Le virage communautaire de Bart De Wever lui "reviendra comme un boomerang dans la figure"

Bart De Wever, président de la N-VA, à La Panne, le 11 septembre 2016.
Bart De Wever, président de la N-VA, à La Panne, le 11 septembre 2016. - © NICOLAS MAETERLINCK - BELGA

Le "virage" du président de la N-VA, Bart De Wever, en matière communautaire lui reviendra comme un boomerang dans la figure, a averti jeudi le président du Vlaams Volksbeweging, Bart De Valck.

Une déclaration du président de la N-VA, Bart De Wever, dans l'Echo de mercredi a suscité bien des commentaires. "Si l'électeur le permet, nous continuerons sans le PS, et si l'électeur exige qu'on discute avec le PS, nous présenterons notre programme communautaire. C'est assez simple comme équation", a-t-il dit, laissant entendre que les nationalistes flamands pourraient participer à une deuxième majorité fédérale sans mettre en oeuvre un programme institutionnel dès lors que les socialistes sont exclus de la table des négociations. Le quotidien "De Morgen" a titré à ce propos "le virage de Bart" (De bocht van Bart).

"Notre base avait confiance dans cette idée que quelque chose viendrait après les élections de 2019. Le confédéralisme ou une sortie de la Constitution. Mais il semble maintenant qu'il n'en sera rien. Le parti ne fait pas ce que ses électeurs lui demandent", a expliqué Bart De Valck, à l'agence Belga.

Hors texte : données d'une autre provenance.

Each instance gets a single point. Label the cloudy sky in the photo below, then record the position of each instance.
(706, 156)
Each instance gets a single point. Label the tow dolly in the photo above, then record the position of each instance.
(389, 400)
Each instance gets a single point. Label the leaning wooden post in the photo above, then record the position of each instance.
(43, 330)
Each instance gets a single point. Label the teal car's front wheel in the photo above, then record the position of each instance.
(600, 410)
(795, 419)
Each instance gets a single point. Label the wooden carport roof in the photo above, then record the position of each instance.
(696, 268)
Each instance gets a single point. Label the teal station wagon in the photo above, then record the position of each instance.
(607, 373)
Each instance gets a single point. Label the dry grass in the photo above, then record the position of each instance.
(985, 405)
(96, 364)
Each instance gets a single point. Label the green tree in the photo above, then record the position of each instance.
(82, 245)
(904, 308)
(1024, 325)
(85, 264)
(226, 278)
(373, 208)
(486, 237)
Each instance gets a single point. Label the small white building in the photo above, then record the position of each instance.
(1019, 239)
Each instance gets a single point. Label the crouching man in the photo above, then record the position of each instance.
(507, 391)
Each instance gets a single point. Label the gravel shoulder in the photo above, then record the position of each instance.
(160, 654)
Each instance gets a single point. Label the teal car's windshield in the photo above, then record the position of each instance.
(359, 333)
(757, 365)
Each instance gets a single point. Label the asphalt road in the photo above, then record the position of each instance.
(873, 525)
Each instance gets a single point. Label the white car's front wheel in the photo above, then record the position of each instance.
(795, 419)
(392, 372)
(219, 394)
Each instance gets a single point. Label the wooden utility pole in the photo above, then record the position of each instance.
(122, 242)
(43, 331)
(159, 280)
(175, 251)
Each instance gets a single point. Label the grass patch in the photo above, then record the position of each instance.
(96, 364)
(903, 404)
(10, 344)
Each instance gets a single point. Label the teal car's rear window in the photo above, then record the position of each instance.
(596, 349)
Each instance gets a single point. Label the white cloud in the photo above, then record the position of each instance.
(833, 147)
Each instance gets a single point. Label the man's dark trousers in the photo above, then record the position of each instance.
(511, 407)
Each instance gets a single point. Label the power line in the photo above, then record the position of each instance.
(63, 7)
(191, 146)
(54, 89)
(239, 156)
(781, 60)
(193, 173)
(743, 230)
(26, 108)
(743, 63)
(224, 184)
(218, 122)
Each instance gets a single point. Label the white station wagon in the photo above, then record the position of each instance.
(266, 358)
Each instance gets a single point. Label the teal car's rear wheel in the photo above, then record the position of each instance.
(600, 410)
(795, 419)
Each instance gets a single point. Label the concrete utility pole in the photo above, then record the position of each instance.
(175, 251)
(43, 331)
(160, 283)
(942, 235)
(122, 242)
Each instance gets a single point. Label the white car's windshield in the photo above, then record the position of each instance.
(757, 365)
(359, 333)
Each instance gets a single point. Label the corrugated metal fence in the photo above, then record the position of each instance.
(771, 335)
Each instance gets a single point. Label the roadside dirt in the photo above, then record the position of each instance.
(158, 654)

Que tous les électeurs de la N-VA ne soient pas des indépendantistes n'y change rien, selon le président. "Ce que le Flamand voit, c'est son salaire, son porte-monnaie. Il sent que la vie est plus chère, que les impôts augmentent. Si les transferts vers la Wallonie cessaient, la prospérité flamande n'en souffrirait pas", a-t-il ajouté.

Bart De Valck déçu

Le président du VVB s'interroge sur le chantier institutionnel que Bart De Wever disait rouvert en janvier. Deux députés, Hendrik Vuye et Veerle Wouters, ont été chargés de préparer les prochaines étapes de l'autonomie flamande. "Il y a 7 mois, ils m'ont invité mais je n'ai plus rien entendu depuis".

Bart De Valck ne cache pas sa déception à l'égard de l'une des cheville ouvrières du VVB, Peter De Roover, secrétaire politique de l'organisation de 2007 à 2013 et chef de groupe N-VA à la Chambre. "Nous pensions qu'il aurait l'échine pour lancer le débat mais, apparemment, nous nous sommes trompés : il est encore pire que les autres".